On a Second DUI / DWI/ Conviction: By Statute You Must Serve An Actual 5 Day Sentence in Jail. This applies even if the rest of your sentence can be suspended. It is indeed disturbing to watch in Court, in Marion County and so many others, while some Defendant (Not a Client of Ours) is being told for the first time, at sentencing, that he must now go serve his or her 5 day sentence. His or her Indianapolis DUI defense attorney has sometimes never mentioned this eventuality. This is not the optimal time to find this out.
On a Third DUI / DWI Conviction: Though it is often substantially more, by Statute You Must Serve a Minimum 10 Actual Day Sentence in Jail, regardless of the rest of your sentence.

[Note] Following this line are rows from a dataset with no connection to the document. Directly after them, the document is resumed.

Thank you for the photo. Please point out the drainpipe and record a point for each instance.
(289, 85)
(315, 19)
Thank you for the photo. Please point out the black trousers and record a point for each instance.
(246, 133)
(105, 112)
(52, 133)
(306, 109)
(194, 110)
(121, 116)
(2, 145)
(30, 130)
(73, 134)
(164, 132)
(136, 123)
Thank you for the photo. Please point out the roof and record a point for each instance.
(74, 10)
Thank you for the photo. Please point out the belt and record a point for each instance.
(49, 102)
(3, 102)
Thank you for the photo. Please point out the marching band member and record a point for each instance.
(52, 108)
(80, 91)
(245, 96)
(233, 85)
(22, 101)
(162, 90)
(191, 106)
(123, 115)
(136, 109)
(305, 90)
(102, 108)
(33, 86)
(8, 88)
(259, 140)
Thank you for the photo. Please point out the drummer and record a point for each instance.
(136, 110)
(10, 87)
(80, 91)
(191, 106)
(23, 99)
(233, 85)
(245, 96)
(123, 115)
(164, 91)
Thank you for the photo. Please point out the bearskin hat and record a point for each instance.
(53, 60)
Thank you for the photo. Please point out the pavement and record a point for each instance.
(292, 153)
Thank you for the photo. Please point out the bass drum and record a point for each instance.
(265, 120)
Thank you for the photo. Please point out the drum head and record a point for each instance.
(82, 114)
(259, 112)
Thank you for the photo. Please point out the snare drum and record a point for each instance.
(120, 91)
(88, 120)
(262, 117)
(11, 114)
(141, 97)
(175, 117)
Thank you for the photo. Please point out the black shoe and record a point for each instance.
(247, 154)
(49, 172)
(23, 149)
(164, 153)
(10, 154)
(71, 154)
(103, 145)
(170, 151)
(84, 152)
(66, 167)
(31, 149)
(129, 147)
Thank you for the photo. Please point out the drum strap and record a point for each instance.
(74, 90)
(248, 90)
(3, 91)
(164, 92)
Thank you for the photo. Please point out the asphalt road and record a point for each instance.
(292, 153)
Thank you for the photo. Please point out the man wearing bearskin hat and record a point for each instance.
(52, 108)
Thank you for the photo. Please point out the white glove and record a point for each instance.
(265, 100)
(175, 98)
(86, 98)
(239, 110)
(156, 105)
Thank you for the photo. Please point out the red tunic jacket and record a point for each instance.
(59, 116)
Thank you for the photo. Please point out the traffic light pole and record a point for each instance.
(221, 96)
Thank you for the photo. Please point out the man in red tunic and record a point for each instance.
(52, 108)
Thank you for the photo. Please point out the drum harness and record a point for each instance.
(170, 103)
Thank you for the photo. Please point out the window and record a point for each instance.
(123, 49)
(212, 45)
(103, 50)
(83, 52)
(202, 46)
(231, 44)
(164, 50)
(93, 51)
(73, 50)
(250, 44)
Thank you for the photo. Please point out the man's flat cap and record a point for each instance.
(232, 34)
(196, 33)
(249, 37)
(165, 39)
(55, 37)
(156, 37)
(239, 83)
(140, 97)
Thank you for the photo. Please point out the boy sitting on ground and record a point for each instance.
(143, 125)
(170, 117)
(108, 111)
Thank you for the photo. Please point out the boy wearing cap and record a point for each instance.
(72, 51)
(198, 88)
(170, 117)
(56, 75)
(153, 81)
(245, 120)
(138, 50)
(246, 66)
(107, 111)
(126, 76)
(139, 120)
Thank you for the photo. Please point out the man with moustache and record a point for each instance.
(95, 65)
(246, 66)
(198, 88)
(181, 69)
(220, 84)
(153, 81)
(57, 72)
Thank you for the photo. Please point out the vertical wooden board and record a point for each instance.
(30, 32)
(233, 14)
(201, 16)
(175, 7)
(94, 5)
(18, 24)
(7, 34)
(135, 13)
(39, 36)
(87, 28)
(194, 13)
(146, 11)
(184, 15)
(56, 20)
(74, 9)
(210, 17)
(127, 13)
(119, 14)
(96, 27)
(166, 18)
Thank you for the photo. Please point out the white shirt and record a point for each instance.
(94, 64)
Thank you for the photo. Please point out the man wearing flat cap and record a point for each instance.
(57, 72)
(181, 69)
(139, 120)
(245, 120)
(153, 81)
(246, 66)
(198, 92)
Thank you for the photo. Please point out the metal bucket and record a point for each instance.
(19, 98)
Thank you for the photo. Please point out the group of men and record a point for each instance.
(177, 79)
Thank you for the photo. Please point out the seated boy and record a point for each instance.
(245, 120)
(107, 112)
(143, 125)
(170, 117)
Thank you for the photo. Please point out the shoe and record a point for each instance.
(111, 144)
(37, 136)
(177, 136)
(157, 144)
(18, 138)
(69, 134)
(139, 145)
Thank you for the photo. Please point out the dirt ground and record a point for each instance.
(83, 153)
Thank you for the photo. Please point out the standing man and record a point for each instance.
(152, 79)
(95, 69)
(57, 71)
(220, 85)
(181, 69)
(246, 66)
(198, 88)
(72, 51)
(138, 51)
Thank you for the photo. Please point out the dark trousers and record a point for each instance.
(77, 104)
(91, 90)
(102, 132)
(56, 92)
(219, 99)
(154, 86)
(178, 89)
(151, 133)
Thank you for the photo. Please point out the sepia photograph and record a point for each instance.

This is also regardless of the length of time in between your convictions, which for some clients can span decades. This is in conflcit with another Indiana Statute that requires a minimum of 180 days if there are two prior DUI/DWI/OWI convictions. Many judges believe this 180 day executed sentence to be mandatory.  This 180 day minimum is mandatory if current conviction is for a Felony with two prior OWI convictions. (I.C.35-50-2-2(b)(4)(Q)    As of 2005 though this mandatory minimum is allowed to be served on Home Detention. (I.C. 35-38-2.6-1)
Habitual Traffic Violater Statute: A Huge Ramification of A DUI / DWI Conviction can result in an additional suspension of one’s driver’s license imposed by the Indiana Bureau of Motor Vehicles and it may never be addressed in Court. It is imposed by the Bureau, not the Court. It is considered an administrative suspension because of your HTV status.

10 Year License Suspension: If there are three (3) violations/convictions within ten (10) years of one another for offenses such as DUI / DWI, Driving While Suspended, Reckless Driving, even the C Misdemeanor of Never Having a License (among others).
5 Year License Suspension: Only one (1) DUI / DWI in conjunction with ten (10) judgments for essentially any moving violation/infraction (i.e. Speeding, Disregarding Stop Sign, etc.) Please Be Aware of this possibility if your Indiana Driving Record is even near 10 infractions.

Habitual Substance Offender:   FOR CASES FILED PRIOR TO JULY 1, 2014.

In Marion County, Hamilton County and Johnson County Indiana, as well as others, there has been a resurgence recently in the filing, and/or threat of filing this Habitual Substance Offender Count in DUI / DWI/ Operating with Controlled Substance related cases. Essentially, because of one’s prior criminal history, you can be deemed a Habitual Substance Offender with two prior ‘substance abuse’ related convictions. Those can include Class A misdemeanor minor possessions of marijuana, as well as DUI / DWI prior convictions. This enhanced HSO Count carries an additional 3-8 year sentence, if pursued. Often, it’s used as a powerful bargaining tool by the State to essentially force the Defendant into a guilty plea. Your prior convictions can span your lifetime.

FOR CASES FILED AFTER JANUARY 1, 2015:   CHANGES HSO Significantly

                           HABITUAL VEHICLE SUBSTANCE OFFENDER (I.C. 9-30-15.5-1)

The element of  prior substance abuse involving and requiring it to be a prior ‘Vehicle Offense’ has been a fundamental change to the old HSO statute.     IT NOW REQUIRES 3 Prior Unrelated Vehicular substance offenses (felony or misdemeanor) WITHIN ANY PERIOD OF TIME.     BUT ALSO ALLOWS IT TO BE ONLY 2 Prior Unrelated Vehicular Substance Convictions WITHIN A 10 YEAR PERIOD OF TIME. 

This new HVSO Statute REQUIRES the sentencing Judge to impose an ADDITIONAL FIXED TERM OF AT LEAST ONE YEAR to the Offender’s Sentence, BUT NO MORE THAN AN ADDITIONAL 8 YEARS.   ( I.C. 9-30-15.5-2(e) ).

Any Indianapolis DWI defense attorney doing DUI / DWI cases must know how this statute ‘s impact, and the changes that have been made to this aspect of the law can be minimized depending on the client’s past record. Though the penalty can indeed be severe,  it can be dealt with.